You can do some amazing work with machine learning. Predict how many crimes will occur in a city in a timeframe, based on historical data. Identify signs of diabetic retinopathy in eye images to help diagnose the disease in areas with limited access to doctors. Discover correlations between driving patterns and the need for car maintenance. These are the kind of apps that win hackathons and get featured in the news!
In this blog post, I want to give you 10 easy steps to get up and running with Azure Machine Learning. (Steps 1 and 2 could be done in advance of the hackathon, and some of the steps at the end are optional.)
Step 1: Set up an Azure account.
My teammate Joe Healy has listed the ways to get Azure. The easiest option to try is out for free is the free trial. But if you have an MSDN subscription, you can get free Azure credit with that. Startups can get free Azure credit through BizSpark. Students get some Azure with DreamSpark, but currently the Azure Machine Learning functionality isn’t included in this offer…check out this “Azure Machine Learning for Teaching” blog post for other options (near the bottom):
- There is a free tier that includes 10GB of Azure storage for our datasets, and ability to build Azure ML experiments for an hour with up to 100 modules. Get started with this here.
- Azure for Education is for Faculty running courses using Azure, including Azure ML. Each student receives $100 of Azure credit per month, for 6 months. The Faculty member receives $250 per month, for 12 months. You can apply anytime at http://www.microsoftazurepass.com/azureu.
- Azure Machine Learning for Research is for University Faculty running data science courses who may need greater amounts of Azure storage and additional services such as HDInsight (Hadoop and Spark) or DocumentDB (NoSQL). Proposals are accepted every two months, you can find out more and apply at http://research.microsoft.com/en-us/projects/azure/ml.aspx.
Step 2: Work through the intro tutorial.
The Azure machine learning team provided a very nice walkthrough tutorial which covers a lot of the basics.
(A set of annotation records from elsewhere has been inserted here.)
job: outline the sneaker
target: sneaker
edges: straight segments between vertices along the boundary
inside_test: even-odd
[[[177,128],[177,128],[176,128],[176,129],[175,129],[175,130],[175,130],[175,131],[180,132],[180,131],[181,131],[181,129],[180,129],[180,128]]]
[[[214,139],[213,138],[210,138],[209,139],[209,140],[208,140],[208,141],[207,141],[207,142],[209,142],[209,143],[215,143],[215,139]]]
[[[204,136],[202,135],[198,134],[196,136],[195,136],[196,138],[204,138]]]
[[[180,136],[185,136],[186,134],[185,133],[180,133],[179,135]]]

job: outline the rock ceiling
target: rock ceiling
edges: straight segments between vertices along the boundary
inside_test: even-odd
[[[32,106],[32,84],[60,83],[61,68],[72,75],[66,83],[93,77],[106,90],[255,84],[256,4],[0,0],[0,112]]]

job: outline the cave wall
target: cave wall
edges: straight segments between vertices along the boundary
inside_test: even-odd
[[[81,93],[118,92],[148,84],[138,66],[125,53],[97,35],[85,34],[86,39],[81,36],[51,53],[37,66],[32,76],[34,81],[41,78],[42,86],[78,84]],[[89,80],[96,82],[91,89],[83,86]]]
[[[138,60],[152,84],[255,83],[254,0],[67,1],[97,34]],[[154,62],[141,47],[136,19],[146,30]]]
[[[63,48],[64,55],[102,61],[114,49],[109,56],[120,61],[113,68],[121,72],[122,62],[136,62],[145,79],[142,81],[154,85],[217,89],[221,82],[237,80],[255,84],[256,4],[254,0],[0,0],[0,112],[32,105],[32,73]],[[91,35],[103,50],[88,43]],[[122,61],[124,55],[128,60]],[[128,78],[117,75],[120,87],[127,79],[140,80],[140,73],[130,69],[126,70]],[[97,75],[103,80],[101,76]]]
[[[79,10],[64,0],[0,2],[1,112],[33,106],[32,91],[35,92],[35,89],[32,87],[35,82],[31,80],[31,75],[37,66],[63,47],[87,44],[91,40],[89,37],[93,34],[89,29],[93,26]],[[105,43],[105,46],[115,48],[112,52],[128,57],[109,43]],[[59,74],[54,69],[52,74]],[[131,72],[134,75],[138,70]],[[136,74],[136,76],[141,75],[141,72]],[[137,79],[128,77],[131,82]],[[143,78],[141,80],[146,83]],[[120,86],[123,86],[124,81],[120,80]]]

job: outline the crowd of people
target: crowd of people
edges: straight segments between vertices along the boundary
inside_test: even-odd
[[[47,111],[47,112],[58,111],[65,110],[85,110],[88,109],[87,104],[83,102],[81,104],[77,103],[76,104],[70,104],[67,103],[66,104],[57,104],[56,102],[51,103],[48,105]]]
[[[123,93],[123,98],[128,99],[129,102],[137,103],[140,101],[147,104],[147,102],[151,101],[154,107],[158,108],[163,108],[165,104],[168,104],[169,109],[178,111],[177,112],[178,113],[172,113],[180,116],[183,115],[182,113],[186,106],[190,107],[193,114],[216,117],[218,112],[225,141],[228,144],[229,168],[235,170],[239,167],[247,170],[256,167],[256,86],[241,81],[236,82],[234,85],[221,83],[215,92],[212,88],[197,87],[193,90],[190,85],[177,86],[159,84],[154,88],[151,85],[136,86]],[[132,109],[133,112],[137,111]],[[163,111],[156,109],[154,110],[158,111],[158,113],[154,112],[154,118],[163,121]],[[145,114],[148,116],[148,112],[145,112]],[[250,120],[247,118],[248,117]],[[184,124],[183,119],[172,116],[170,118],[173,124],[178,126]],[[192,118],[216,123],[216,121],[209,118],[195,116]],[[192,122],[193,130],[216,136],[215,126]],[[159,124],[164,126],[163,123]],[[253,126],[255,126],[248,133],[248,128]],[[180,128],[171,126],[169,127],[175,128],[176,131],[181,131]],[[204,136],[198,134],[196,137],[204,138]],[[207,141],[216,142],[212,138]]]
I highly recommend going through that once. It takes you through the entire process of creating an AzureML workspace, uploading data, creating an experiment to predict someone’s credit risk, building, training, and evaluating the models, publishing your best model as a web service, and calling that web service.
Step 3: Find interesting data with which to work.
Now you need to learn how to import a data set into Azure Machine Learning, and where to find interesting data to build something amazing at your hackathon. You can upload local data (like a .csv file) from your machine or access data from elsewhere on the internet (like an OData feed provider). I cover both of these topics in detail in blog and video format, so enjoy in whatever format you prefer. (Spoiler alert: my favorite sources of data are Kaggle, Data.gov, and the UCI machine learning repository.)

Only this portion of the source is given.